We can also trade Baidu, Didi and Alibaba as an equity CFDs or in the ETF space the FXI - iShares China 25 ETF and MCHI - iShares MSCI China ETF.

Investors always look for risks to earnings expectations, and in a market where the government can make sweeping changes quite rapidly, regulatory risk is often cited as a key reasoning why international investors shy away from Chinese investments – that is, if they can express the same thematic through US equities, they’ll often invest in those – its why US tech and internet stocks often outperform Chinese stocks and wear a far higher P/E multiple.

Most understand that Chinese stocks are not reflective of Chinese economics, but they are reflective of politics. Therefore, it seems the biggest risk is now being realised, with significant regulatory changes taking place in big tech, but also the internet and education sectors – there is talk healthcare and property could be next.

US-China relation is likely adding to the headwinds.

In essence, the market is trying to price risk and struggling at this stage to get much clarity.

The fact that global investors can’t readily short the CSI 300, suggests one play where they can get easy access on the short side is via the A50 futures (CN50 index).

CN50

27_07_2021_D2.png

(Source: Tradingview)

On the current set-up, we see price falling sharply – is akin to catching the proverbial falling knife? It feels as such, and in the absence of clarity, and a market still trying to understand the changes taking place in the “Common Prosperity” drive, the buyers may stand aside for now – when the bid comes out the market it is often ripe for short sellers.

We also know that margin debt has increased 154% since February 2019 and sits at the highest levels since July 2015. This will not sit well with authorities, and suggests we could see deleveraging from investors. Could this be the core reason why markets head another 5-10% lower?
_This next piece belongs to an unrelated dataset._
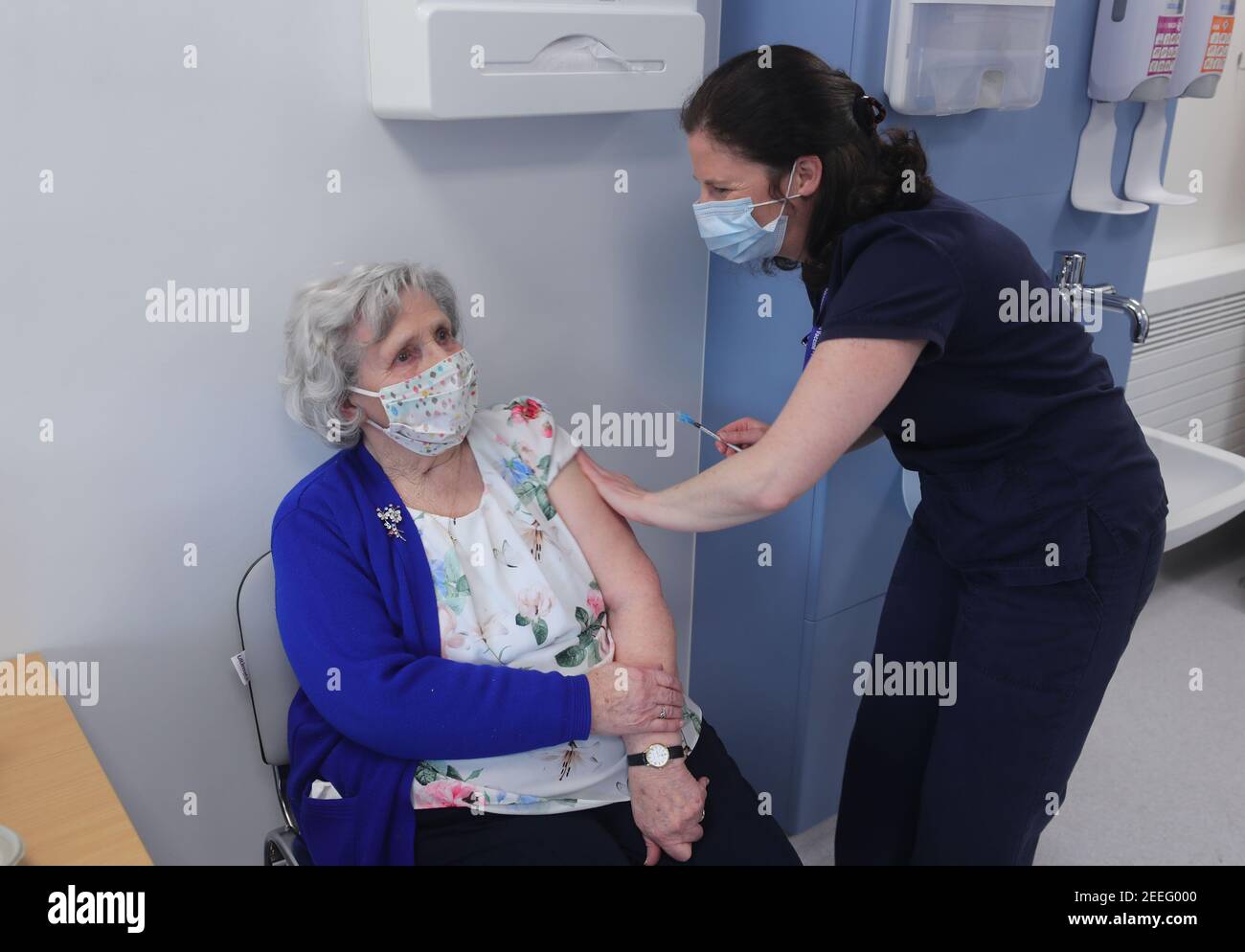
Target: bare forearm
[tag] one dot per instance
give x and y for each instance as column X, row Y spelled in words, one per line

Total margin trading – total outstanding balance of margin transactions

27_07_2021_D3.png

(Source: Bloomberg)

The risk for shorts is that we see the so-called ‘National Team’ step in and support at any stage – naturally, like any central authority the understanding is that there is a connection between a drawdown in financial assets and the wealth effect, which feeds full circle into weaker economics. So, for those who hold positions longer than 5 minutes, it is always prudent to have eyes firmly on the tape, as a bearish turn could play out swiftly and without news. However, for now volatility seems assured.